Die Paragrafen 113 und 114 des Strafgesetzbuches behandeln den Widerstand gegen beziehungsweise den tätlichen Angriff auf Vollstreckungsbeamte, zu denen Polizisten zählen. Paragraf 115 widmet sich den „Personen, die Vollstreckungsbeamten gleichstehen“, also etwa Rettungssanitätern. Diese Paragrafen sind immer häufiger Gegenstand der Anklage.

Vorfälle in Frankfurt gegen die Polizei

Alleine in dieser Woche werden zwei Fälle vor dem Amtsgericht verhandelt. Die erste Anklage: Ein 31-Jähriger war an der U-Bahnstation Konstablerwache auf das Gleisbett gestürzt und hatte sich eine klaffende Kopfwunde zugezogen. Die Rettungssanitäter empfing er, indem er sie anpöbelte, seine blutigen Hände an ihnen abwischte und sie anspuckte.

Auch der zweite Fall spielte an der Konstablerwache: Eine 18-Jährige beschimpfte Polizisten, die wegen einer Messerstecherei angerückt waren. Einen Platzverweis ignorierte sie, einer Polizistin trat sie mit Anlauf derart in den Bauch, dass diese dienstunfähig wurde.

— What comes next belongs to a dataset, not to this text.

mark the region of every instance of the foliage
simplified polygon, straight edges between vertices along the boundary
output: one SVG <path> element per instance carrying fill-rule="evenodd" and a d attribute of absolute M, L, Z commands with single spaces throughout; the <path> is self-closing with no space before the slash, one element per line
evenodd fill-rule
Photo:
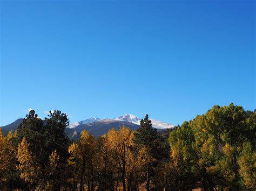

Bei den Angreifern handelt es sich nicht immer - so das Vorurteil - um mehrfach vorbestrafte Asoziale. Das beweisen Fälle der jüngeren Vergangenheit: Da ist die Hausfrau, die Rettungssanitäter beschimpft und ihren Wagen zuparkt, weil dieser während eines Notfalls auf „ihrem“ Parkplatz steht. Da ist der Wutrentner, der Sanitäterinnen die Rolltreppe hinunterschubst, weil er glaubt, er habe ein Recht auf eine freie Treppe.

Frankfurt: Beleidigungen der Polizei gehört zum Alltag

Bei vielen Verhandlungen spielen Widerstand, Angriff oder Beleidigung von Polizisten bloß eine Nebenrolle: „Hurensohn“, „Nazi“, „Scheißbulle“ gehören bei Festnahmen heute fast schon zum Polizeialltag. Dass die Angriffe auf Polizisten zunehmen, spiegelt sich auch im Frankfurter Polizeibericht wider. Dabei muss es nicht immer so spektakulär sein wie im Mai, als etwa 20 junge Männer anlässlich einer Corona-Kontrolle die Polizisten unter anderem mit Hanteln bewarfen.

Es gibt auch die Fälle, die es nicht in den öffentlichen Fokus schaffen, wie etwa die Kontrolle zweier mutmaßlicher Rollerdiebe vor wenigen Wochen im Nordend, bei der sich mehr oder weniger spontan „Bewohner eines benachbarten Hauses“ mit den Kontrollierten „solidarisierten“ und die Beamten angriffen.

Weit gravierender ein Vorfall im Mai, bei dem ein Unbekannter am Mainufer von einer Brücke einen etwa 20 Kilo schweren Blumenkübel auf Beamte geworfen hatte, der eine Polizistin nur äußerst knapp verfehlte. Es rundet das Bild ab, dass kurz danach am Römerberg ein 22-Jähriger festgenommen wurde: Er hatte nach einem der Polizeiautos, die auf der Suche nach dem Kübelwerfer waren, einen Schuh geworfen.

Hass auf Polizei nicht nur in Frankfurt kein neues Phänomen

Das alles ist nicht unbedingt ein neues oder allein dem Corona-Frust zuzuordnendes Phänomen. So gab es zum Beispiel schon vor zwei Jahren Randale beim Schlossgrabenfest in Darmstadt. Und auch der generelle Hass auf die Polizei hat eine gewisse Tradition, wie seit jeher bei Prozessen zu beobachten ist, bei denen ein Mitglied der Antifa auf der Anklagebank sitzt.

Aber in diesen Fällen resultiert der Hass aus einer politischen Grundüberzeugung und nicht aus allgemeiner Menschenverachtung. Mittlerweile gibt es aber immer häufiger Angeklagte, die eigentlich keine besondere Aversion gegen Polizeibeamte, Rettungssanitäter oder Feuerwehrleute haben. Sie bezeugen diesen Personen lediglich den Respekt, den sie auch vor dem Rest ihrer Mitmenschen haben – nämlich nicht den geringsten.